For 1292(b) to apply there must be (1) a "controlling question of law."  Many cases have held a 1292(b) appeal not proper on matters that lie within the discretion of the district court.  (2) There must be a "difference of opinion" about the controlling question of law.  i.e., it must not be a question which is controlled by clear precedent. (3)  It must be thought that immediate appeal "may materially advance the ultimate termination of the litigation."  Hence, the appeal must carry the potential of avoiding litigation altogether.  (Wright § 102)

Mandamus

The last category of exceptions to the final judgment rule involves applications to the appellate courts for prohibition to reverse some intermediate court ruling.  Technically this is not an appeal but an original proceeding in the appellate court seeking an order directing the judge to enter or vacate a particular order.  (Friedenthal § 13.3)

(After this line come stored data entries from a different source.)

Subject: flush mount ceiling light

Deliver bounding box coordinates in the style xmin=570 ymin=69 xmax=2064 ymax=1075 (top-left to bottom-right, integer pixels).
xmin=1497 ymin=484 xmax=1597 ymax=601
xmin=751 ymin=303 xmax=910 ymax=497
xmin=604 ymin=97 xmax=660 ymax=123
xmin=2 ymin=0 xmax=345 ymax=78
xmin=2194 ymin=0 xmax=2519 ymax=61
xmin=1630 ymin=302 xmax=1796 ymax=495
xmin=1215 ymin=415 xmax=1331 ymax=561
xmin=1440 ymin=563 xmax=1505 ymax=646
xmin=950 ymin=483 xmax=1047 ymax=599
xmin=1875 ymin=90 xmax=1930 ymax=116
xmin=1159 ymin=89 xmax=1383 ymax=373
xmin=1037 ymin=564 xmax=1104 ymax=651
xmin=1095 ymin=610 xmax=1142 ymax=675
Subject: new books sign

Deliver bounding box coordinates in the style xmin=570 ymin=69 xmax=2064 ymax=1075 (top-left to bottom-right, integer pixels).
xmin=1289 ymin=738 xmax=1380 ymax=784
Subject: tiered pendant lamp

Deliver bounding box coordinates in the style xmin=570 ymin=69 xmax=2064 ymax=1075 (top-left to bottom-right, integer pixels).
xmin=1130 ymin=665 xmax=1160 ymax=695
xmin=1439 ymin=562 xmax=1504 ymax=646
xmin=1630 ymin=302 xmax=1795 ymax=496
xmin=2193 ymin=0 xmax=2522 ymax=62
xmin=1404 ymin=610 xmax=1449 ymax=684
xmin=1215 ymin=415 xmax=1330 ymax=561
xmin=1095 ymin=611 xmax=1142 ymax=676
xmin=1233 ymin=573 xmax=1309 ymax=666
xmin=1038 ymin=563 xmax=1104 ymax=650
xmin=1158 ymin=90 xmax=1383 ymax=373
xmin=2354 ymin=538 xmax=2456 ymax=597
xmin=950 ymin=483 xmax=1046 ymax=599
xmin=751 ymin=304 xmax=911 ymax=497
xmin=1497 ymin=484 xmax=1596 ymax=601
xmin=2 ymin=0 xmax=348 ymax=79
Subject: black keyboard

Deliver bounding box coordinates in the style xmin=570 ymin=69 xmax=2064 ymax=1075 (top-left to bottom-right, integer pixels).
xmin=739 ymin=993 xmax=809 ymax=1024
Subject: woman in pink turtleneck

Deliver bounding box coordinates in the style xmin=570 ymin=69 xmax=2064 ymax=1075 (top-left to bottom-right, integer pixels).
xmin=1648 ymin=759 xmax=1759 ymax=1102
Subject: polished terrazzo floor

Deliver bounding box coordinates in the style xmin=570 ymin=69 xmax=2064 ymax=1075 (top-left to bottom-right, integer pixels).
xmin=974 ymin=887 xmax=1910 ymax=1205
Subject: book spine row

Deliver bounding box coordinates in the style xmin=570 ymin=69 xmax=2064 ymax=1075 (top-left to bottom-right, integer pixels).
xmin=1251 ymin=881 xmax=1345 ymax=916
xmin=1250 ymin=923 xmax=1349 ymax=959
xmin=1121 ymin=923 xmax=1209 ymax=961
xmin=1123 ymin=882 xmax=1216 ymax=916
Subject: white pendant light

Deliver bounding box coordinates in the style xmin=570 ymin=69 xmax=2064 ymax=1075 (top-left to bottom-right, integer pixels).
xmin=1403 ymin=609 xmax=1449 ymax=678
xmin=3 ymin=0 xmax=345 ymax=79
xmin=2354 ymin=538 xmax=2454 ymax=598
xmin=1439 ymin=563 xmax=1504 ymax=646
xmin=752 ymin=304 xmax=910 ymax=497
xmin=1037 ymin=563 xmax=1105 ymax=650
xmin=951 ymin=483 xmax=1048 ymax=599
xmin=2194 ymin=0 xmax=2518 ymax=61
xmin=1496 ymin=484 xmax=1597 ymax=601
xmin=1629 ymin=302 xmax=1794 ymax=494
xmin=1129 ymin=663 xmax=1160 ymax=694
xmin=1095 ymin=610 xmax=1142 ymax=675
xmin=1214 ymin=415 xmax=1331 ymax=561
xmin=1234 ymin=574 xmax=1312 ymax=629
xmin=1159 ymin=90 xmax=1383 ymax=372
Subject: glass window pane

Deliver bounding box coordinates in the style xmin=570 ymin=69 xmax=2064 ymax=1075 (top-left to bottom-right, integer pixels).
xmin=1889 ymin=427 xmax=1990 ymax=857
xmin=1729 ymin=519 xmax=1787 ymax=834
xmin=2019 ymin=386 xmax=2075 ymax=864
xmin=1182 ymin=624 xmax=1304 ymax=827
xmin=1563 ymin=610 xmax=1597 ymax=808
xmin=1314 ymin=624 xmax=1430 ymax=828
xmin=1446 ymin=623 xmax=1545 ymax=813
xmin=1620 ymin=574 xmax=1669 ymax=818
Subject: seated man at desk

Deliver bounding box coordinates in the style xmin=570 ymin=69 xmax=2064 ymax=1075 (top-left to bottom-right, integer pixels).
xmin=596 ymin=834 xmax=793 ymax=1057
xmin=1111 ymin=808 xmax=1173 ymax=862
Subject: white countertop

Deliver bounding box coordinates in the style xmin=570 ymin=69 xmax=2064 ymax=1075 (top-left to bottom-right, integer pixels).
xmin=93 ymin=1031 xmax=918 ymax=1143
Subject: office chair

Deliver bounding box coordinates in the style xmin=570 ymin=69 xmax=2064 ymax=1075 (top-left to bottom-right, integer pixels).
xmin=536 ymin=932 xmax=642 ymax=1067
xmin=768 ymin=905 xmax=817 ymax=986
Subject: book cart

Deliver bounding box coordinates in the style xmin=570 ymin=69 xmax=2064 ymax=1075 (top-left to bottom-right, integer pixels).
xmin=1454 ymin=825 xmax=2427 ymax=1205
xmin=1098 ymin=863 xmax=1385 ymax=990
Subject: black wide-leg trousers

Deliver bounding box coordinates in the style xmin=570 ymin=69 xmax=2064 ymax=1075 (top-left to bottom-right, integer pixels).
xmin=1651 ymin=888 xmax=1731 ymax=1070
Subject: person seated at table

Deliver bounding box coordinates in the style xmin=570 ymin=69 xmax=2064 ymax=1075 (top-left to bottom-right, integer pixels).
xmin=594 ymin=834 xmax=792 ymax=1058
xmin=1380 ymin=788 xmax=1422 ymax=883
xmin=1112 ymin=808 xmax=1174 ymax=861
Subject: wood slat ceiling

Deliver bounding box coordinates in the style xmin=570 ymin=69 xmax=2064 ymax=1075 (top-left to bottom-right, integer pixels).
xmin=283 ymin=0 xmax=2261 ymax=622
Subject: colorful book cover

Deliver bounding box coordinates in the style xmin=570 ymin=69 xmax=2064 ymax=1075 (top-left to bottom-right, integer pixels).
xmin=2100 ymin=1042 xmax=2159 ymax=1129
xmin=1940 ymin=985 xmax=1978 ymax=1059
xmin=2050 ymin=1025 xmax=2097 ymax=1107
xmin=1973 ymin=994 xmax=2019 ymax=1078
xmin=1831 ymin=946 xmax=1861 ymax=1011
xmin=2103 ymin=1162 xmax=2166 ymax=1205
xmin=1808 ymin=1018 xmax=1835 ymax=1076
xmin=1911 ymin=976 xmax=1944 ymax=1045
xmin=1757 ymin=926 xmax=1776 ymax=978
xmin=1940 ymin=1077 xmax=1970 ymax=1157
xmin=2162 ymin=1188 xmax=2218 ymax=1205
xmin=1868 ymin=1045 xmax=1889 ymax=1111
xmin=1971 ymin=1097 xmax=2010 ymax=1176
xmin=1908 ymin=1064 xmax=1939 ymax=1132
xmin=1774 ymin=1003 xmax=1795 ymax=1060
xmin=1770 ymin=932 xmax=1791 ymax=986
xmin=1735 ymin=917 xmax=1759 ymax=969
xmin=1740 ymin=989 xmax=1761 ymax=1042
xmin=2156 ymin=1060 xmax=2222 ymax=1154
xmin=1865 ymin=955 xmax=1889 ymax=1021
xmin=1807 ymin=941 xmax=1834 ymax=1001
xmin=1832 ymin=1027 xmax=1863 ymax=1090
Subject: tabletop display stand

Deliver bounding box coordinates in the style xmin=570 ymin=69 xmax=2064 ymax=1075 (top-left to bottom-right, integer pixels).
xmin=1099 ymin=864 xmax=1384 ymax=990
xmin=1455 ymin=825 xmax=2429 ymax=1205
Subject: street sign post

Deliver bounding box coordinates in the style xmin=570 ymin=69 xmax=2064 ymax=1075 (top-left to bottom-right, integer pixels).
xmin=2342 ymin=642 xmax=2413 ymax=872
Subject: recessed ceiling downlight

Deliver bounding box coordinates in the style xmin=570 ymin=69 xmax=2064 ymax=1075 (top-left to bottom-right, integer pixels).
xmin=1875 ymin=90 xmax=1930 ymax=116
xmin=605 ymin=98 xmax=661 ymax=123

The remedy of mandamus is a drastic one, to be invoked only in extraordinary situations.  The writ has traditionally been used in the federal courts only to confine an inferior court to a lawful exercise of its proscribed jurisdiction or to compel it to exercise its authority when it is its duty to do so.  Only exceptional circumstances amounting to a judicial usurpation of power will justify the invocation of mandamus.  Issuance of the writ is in a large part a matter of discretion with the court to which the petition is addressed.  (Kerr. v. U.S. District Court, 426 U.S. 394 (1976).  The party seeking issuance of the writ must have no other adequate means to attain the relief he desires.  He must satisfy the burden of showing that his right to issuance of the writ is clear and indisputable.